Survey Data

Reg No

50070174


Rating

Regional


Categories of Special Interest

Architectural, Historical, Social


Previous Name

Royal Barracks


Original Use

Officer's house


In Use As

Office


Date

1890 - 1910


Coordinates

314077, 234587


Date Recorded

14/11/2012


Date Updated

--/--/--


Description

Pair of detached four-bay two-storey former officers' houses, built c.1900, having gabled end-bays to rear (north) elevation, recently renovated and now in use as offices and joined by central glass extension. M-profile hipped slate roofs, terracotta ridge tiles and finials, red brick chimneystacks, cast-iron rainwater goods. Half-dormer windows to front (south) elevations. Timber bargeboards to dormers. Red brick, laid in Flemish bond, to walls, cast-iron ventilation openings. Segmental-arched window openings with red brick voussoirs, granite sills and timber sash windows: eight-over-eight pane to front, one-over-one pane to side (east and west) elevations, six-over-six pane and four-over-four pane to rear. Four-over-four pane single sidelight to each door to front. Segmental-arched door openings to front, red brick voussoirs, half-glazed timber panelled doors, timber canopy having timber consoles and dentillated cornice over. Cast-iron bootscrapes to front of doors.

Appraisal

The construction of the Royal Barracks was initiated by the 2nd Duke of Ormonde at the close of the seventeenth century, and was funded by a tax on tobacco and beer.
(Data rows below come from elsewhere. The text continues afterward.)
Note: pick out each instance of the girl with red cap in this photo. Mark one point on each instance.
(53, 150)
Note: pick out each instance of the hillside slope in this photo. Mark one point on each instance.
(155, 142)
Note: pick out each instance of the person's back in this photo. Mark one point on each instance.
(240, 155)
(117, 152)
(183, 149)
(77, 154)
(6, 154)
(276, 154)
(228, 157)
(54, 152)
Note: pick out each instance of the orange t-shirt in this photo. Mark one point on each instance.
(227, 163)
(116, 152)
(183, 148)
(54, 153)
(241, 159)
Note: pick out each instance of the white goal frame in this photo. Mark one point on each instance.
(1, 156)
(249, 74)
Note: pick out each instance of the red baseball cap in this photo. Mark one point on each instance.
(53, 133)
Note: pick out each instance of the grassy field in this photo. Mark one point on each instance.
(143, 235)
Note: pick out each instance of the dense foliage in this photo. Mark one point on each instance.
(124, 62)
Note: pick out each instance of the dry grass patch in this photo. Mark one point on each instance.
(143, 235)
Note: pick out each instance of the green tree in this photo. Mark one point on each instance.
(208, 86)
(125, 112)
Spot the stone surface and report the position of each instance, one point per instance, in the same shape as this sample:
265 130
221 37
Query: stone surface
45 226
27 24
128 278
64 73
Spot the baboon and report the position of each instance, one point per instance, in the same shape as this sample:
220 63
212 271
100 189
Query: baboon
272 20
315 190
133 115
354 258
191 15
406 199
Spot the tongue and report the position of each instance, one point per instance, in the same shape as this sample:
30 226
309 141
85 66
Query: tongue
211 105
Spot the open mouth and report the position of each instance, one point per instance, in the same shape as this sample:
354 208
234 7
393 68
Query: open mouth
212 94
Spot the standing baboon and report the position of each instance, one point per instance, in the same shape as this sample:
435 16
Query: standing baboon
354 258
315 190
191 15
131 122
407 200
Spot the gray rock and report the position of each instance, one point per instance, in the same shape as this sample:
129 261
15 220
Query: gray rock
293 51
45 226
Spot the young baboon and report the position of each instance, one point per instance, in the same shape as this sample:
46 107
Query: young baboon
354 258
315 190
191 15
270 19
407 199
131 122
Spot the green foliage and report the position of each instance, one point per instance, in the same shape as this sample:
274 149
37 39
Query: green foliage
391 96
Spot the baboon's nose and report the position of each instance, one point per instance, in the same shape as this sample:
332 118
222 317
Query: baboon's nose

Such a large scale residential barracks was an entirely new concept, and until the departure of the Irish Army from the site in the twenty-first century, it was considered the largest and oldest occupied barracks in Europe. This pair of houses provides considerable variation to the architectural tone of the complex, constructed in red brick in contrast to the predominant calp limestone. They were constructed to provide accommodation for the barracks chaplain and doctor, and were of some social significance in the life of the barracks as a consequence. Recently restored, they retain much of their form and character.